Durante muitos anos, foi comum a confusão entre os conceitos de Boas Práticas de Laboratório (BPLs) com os de Biossegurança. É importante que o profissional entenda que as BPLs contemplam um conceito ainda maior, que envolve, não somente a segurança, mas também a qualidade do produto oferecido e que passa por ali.
De acordo com a professora de Boas Práticas de Laboratório do ICTQ – Instituto de Pesquisa e Pós-Graduação para o Mercado Farmacêutico, Patrícia de Castro Moreira Dias, é difícil apresentar apenas uma definição sobre as BPLs, uma vez que existem laboratórios com finalidades muito distintas.

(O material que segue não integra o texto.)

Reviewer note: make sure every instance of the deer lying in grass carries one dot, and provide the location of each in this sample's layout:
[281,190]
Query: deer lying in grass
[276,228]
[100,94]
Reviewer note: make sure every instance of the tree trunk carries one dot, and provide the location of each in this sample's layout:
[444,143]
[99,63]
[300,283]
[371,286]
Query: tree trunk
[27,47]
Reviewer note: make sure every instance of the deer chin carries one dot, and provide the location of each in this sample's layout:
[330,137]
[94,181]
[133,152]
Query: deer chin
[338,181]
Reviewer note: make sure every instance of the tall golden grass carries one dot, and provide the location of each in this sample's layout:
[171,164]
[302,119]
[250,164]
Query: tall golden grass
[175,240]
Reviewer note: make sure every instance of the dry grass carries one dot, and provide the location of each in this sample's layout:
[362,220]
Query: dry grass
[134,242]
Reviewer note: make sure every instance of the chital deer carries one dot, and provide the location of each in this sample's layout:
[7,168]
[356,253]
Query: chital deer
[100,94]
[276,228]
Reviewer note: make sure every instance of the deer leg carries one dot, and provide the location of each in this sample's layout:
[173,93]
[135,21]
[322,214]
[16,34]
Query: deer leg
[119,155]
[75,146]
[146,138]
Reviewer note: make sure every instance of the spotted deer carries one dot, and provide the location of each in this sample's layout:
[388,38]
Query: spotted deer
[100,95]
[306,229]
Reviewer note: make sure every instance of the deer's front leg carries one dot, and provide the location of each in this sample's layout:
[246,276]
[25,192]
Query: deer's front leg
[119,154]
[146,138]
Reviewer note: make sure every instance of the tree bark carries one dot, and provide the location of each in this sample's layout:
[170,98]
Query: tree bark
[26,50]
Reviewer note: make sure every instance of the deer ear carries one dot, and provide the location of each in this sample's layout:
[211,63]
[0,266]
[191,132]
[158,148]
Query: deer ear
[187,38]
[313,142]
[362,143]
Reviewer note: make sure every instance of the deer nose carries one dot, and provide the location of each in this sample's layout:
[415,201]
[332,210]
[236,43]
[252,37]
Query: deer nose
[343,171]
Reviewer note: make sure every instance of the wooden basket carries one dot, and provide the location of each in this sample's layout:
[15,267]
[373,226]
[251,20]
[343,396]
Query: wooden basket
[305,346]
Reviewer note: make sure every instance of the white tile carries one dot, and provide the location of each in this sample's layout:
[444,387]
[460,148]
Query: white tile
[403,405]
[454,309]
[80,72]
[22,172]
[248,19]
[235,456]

Mas de acordo com a Organization for Economic Co-operation and Development (OCDE), as Boas Práticas de Laboratório podem ser definidas como um sistema de qualidade relativo ao processo organizacional e às condições sob as quais os estudos não clínicos podem ser planejados, realizados, monitorados, registrados, arquivados e relatados. Entendem-se como estudos não clínicos aqueles que não são realizados em seres humanos, mas que se referem à saúde e ao meio ambiente.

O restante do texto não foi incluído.